The Periodic Table of Videos YouTube channel contains some additional features that teachers and students may find worth watching and bookmarking. One example of that is a playlist titled Slow Motion Chemistry. Slow Motion Chemistry contains nineteen videos that capture chemical reactions in slow motion. Some of the things that students can see in the Slow Motion Chemistry videos are a hydrogen explosions, muskets firing, and copper sulfate interacting with ammonia.

Applications for Education
As you can see in the video above the Slow Motion Chemistry videos offer more than just slow motion footage of chemical reactions. A short explanation of what is happening is included in each video. That could make Slow Motion Chemistry a good resource to bookmark and share with your students as part of a flipped lesson or to post on a course website as review material.

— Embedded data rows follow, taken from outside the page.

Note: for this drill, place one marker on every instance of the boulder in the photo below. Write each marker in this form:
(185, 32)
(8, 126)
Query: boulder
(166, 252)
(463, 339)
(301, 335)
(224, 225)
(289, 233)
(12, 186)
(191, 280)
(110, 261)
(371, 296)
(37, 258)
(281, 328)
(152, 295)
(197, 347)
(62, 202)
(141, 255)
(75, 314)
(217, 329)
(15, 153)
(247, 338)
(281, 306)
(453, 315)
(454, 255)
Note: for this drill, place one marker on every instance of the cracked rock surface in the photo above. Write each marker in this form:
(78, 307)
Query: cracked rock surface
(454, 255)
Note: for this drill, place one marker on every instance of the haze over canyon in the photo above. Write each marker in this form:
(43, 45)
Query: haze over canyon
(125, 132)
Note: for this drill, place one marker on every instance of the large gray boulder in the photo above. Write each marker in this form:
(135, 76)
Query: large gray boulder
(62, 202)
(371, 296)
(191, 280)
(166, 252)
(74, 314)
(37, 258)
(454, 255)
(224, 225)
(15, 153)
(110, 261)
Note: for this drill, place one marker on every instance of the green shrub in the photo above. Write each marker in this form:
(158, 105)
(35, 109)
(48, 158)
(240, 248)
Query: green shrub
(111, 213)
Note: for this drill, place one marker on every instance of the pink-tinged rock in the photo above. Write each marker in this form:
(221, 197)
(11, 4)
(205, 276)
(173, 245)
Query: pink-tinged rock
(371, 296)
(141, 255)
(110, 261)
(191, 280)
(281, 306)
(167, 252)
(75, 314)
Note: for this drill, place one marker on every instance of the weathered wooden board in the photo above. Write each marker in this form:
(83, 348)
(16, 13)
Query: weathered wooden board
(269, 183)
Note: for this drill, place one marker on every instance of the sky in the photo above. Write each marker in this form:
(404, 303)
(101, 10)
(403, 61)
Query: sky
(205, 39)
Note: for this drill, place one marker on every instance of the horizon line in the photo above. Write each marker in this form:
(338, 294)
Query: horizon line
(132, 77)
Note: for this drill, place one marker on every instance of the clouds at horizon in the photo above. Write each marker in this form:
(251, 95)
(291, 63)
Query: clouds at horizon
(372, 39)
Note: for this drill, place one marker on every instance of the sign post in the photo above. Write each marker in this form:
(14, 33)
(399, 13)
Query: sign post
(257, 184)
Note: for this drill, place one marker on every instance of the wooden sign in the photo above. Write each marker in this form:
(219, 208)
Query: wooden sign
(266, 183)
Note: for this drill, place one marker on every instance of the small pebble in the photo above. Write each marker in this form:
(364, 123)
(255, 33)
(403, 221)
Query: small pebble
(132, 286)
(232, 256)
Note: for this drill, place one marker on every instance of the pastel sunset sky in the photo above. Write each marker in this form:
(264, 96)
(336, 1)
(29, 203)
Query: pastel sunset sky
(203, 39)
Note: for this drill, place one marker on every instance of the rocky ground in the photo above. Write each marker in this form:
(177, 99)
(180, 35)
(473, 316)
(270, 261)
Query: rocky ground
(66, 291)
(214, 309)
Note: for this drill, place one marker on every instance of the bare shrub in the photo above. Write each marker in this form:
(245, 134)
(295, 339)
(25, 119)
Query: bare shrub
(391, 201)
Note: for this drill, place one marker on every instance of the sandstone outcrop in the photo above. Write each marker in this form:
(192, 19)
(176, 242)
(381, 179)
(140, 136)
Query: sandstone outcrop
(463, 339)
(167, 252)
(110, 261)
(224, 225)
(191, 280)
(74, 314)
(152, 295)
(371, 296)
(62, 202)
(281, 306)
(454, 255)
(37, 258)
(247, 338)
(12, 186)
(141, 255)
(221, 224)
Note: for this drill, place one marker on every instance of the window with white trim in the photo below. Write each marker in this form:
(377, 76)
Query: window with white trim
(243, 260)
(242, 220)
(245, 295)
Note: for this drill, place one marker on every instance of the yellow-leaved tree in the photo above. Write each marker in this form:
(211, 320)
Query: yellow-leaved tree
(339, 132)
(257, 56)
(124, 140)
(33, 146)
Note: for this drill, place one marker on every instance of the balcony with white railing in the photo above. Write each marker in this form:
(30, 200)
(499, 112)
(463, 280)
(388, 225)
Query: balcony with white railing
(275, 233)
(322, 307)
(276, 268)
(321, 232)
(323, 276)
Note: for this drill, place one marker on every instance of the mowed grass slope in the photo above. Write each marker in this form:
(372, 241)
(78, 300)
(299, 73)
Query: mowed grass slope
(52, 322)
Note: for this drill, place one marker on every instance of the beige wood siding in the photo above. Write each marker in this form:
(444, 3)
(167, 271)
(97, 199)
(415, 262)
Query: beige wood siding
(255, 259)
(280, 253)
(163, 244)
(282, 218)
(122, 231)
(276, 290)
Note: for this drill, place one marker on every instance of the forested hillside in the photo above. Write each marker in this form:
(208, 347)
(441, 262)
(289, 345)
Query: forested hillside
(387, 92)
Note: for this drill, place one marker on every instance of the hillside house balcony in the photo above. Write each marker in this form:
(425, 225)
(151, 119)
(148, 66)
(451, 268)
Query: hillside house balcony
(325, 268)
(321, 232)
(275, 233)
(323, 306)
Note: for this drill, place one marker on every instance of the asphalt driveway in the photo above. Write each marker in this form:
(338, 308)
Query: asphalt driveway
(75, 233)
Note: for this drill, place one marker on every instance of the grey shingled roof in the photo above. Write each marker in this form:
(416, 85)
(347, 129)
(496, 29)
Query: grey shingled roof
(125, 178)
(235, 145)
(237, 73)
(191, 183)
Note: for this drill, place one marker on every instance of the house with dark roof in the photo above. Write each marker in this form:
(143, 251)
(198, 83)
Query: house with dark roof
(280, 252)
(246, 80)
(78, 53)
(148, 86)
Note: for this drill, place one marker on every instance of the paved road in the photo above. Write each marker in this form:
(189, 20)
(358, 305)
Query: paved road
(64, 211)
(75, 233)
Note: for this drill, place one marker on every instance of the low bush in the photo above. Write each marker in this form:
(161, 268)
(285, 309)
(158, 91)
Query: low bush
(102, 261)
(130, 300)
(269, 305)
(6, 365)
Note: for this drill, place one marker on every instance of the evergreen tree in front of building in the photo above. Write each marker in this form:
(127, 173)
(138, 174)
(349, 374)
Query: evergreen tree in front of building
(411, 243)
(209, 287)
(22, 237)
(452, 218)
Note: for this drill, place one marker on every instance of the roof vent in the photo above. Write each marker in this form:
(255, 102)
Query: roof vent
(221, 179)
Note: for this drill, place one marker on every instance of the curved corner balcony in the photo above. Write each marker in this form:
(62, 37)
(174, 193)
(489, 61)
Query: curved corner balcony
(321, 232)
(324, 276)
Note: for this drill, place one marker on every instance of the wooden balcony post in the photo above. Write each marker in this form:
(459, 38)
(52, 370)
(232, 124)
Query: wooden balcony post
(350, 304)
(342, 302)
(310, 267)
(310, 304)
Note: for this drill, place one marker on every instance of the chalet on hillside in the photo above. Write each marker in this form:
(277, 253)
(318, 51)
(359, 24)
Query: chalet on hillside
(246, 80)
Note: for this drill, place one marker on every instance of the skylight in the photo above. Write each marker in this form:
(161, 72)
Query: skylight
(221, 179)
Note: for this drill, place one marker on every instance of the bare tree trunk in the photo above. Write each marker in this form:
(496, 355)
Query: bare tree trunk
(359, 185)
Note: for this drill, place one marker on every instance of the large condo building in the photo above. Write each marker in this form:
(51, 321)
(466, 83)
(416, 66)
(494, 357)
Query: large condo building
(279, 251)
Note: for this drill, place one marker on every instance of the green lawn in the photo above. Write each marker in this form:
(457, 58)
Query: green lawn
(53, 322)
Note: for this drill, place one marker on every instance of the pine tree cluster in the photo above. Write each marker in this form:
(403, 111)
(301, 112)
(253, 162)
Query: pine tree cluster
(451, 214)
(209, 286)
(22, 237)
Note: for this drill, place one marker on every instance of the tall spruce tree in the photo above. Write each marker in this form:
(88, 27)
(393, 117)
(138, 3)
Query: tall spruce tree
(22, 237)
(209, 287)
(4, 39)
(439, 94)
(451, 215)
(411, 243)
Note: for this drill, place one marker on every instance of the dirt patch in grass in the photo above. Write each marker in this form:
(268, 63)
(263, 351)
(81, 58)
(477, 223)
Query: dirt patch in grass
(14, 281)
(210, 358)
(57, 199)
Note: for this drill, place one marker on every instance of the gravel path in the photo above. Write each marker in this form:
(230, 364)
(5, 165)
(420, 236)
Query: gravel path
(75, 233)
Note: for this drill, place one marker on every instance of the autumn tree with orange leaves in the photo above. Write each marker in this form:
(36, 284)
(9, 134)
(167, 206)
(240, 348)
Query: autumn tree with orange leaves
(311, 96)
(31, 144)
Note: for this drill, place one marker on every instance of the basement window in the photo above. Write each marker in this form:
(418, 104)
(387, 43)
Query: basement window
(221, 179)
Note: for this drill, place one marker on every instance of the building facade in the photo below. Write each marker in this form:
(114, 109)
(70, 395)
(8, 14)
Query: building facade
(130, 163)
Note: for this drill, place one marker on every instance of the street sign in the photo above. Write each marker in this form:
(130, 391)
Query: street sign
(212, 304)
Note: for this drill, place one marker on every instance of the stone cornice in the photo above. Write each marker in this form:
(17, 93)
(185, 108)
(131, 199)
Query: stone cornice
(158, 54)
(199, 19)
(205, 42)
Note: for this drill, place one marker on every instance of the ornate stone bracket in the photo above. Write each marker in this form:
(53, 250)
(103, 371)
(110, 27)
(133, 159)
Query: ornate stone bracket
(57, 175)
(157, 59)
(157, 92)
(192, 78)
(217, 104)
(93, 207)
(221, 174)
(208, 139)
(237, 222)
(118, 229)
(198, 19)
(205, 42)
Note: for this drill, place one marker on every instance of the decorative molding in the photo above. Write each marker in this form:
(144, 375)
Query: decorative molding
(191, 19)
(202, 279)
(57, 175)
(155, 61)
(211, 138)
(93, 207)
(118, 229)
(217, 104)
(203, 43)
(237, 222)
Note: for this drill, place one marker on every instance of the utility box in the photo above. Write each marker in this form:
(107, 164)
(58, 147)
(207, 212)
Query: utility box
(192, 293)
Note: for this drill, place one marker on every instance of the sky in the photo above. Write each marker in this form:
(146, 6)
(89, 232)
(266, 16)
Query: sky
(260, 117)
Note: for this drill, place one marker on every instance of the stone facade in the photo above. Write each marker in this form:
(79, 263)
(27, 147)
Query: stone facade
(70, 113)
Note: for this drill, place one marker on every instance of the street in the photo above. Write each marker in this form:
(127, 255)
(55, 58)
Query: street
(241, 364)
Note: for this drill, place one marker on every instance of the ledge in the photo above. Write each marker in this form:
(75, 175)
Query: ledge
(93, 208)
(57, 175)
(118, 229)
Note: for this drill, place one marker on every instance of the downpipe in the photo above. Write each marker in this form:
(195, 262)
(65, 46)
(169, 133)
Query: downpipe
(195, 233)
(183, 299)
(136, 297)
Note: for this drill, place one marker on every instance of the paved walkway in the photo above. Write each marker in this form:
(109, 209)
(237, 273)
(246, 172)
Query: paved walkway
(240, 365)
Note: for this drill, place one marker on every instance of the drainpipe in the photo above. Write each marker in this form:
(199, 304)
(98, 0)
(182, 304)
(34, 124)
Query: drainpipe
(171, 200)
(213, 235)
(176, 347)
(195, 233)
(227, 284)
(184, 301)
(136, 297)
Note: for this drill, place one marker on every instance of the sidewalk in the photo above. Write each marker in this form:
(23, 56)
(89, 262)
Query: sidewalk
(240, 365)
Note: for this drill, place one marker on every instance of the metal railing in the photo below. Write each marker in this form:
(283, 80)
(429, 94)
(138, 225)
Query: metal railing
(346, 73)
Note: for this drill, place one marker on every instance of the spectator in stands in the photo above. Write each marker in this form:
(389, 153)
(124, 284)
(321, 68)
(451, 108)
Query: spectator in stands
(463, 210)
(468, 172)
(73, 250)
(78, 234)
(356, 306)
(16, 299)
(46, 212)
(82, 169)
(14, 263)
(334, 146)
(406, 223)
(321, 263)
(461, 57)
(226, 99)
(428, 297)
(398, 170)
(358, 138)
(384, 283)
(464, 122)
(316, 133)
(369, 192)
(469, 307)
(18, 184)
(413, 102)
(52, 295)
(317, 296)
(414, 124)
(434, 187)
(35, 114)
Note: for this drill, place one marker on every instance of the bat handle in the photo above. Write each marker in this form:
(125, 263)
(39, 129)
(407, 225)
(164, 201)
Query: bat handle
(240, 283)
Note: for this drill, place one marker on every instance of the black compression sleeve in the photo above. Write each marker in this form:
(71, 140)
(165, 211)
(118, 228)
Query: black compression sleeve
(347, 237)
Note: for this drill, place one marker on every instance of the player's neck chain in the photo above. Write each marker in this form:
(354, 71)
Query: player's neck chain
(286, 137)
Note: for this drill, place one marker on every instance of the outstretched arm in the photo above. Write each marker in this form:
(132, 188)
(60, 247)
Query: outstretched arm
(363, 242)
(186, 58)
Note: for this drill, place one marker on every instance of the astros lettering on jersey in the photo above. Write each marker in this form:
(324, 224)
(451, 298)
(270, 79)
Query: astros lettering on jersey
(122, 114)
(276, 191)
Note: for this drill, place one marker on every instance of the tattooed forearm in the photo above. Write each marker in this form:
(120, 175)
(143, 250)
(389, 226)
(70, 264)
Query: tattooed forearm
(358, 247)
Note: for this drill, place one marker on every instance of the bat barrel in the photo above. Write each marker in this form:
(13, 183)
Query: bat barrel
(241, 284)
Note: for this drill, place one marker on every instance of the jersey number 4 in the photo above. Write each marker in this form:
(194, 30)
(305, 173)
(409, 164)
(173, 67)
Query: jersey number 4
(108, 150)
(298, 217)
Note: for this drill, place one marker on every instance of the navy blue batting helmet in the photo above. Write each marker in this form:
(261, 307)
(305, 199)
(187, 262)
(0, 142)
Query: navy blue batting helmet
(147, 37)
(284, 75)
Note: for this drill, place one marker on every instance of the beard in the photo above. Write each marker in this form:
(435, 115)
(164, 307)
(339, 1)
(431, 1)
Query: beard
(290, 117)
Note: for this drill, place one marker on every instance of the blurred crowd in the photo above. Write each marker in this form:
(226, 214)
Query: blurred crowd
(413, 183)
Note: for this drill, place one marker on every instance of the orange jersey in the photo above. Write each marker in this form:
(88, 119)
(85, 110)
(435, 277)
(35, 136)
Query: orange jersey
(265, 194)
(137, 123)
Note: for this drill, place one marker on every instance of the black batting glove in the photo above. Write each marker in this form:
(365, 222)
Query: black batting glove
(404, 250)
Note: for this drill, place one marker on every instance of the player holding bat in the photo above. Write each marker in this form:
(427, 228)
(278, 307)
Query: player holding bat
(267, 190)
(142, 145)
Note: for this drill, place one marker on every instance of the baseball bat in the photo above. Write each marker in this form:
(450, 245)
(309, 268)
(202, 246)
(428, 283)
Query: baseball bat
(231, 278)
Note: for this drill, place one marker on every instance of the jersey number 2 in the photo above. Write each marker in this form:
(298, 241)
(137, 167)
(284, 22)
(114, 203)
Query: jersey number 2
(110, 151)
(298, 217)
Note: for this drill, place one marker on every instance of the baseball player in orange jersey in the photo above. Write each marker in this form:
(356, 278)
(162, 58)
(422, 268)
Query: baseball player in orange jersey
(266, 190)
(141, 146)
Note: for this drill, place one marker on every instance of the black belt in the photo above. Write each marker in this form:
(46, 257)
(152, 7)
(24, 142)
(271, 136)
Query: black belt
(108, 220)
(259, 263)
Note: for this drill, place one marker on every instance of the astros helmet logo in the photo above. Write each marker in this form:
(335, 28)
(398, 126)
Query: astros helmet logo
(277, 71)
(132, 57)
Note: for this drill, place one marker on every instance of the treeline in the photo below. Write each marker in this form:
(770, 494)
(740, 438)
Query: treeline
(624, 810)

A Multimedia Timeline of WWII in Europe

Last week I shared National Geographic's excellent multimedia timeline of the Pacific Theater of WWII. National Geographic offers a similar timeline of the European Theater. While the title of the timeline is World War II in Europe, it does include include events that happened in Africa and some events in the United States. The timeline World War II in Europe includes pictures, text, video, and maps of events beginning with Hitler's first violation of the Treaty of Versailles through the end of the war in Europe.

The timeline is layered in such a way that students can see the overlapping timelines of some events that were happening in various parts of Europe, Africa, and the United States at the same time. The layering of the timeline could help students see how many events of the war didn't happen in isolation from each other.

This timeline was created by using Timeline JS. Timeline JS is one of the tools featured in my Teaching History With Technology course that is on sale through the end of the month. 

Music Crab - A Cute App for Learning to Read Music

Music Crab is simple and free iPad designed to help students learn to read music. The app features a little crab that students move by playing virtual piano keys in the app. To move the crab students have to play the correct notes. If they play too many incorrect notes in a row, the game is over and they have to start again.

Applications for Education
Music Crab features ten levels that students can progress through. Each level is a bit more difficult than the last. In each level the speed of the game increases and students have to improve their sight-reading skills in order to advance through each level.

PuppetMaster - A Great App for Creating Animated Movies

PuppetMaster is a free iPad app that kids can use to create animated movies. The app is designed for elementary school students and therefore doesn't require students to create accounts in order to use it. All movies made with the PuppetMaster app are saved to the camera roll on a student's iPad.

To create an animated movie with PuppetMaster students simply open the app, select a character, and the select a background scene for their movies. PuppetMaster has pre-made characters and background scenes. Students can also add their own background scenes by taking a picture to use as the background. For example, I made a movie with a robot character attempting to reach under the Christmas tree in my living room (you can view that movie here).

Students can record themselves talking or singing in the background of their movies in order to tell their stories. Or in the case of one video that I made with PuppetMaster, you can record a baby crying in your video.

Applications for Education
PuppetMaster could be a great app for students to use to animate stories that they write. You could have students use the app to create an animation of a favorite story that they've recently read. Or you might consider using the app to get students to tell a personal story through the use animated characters.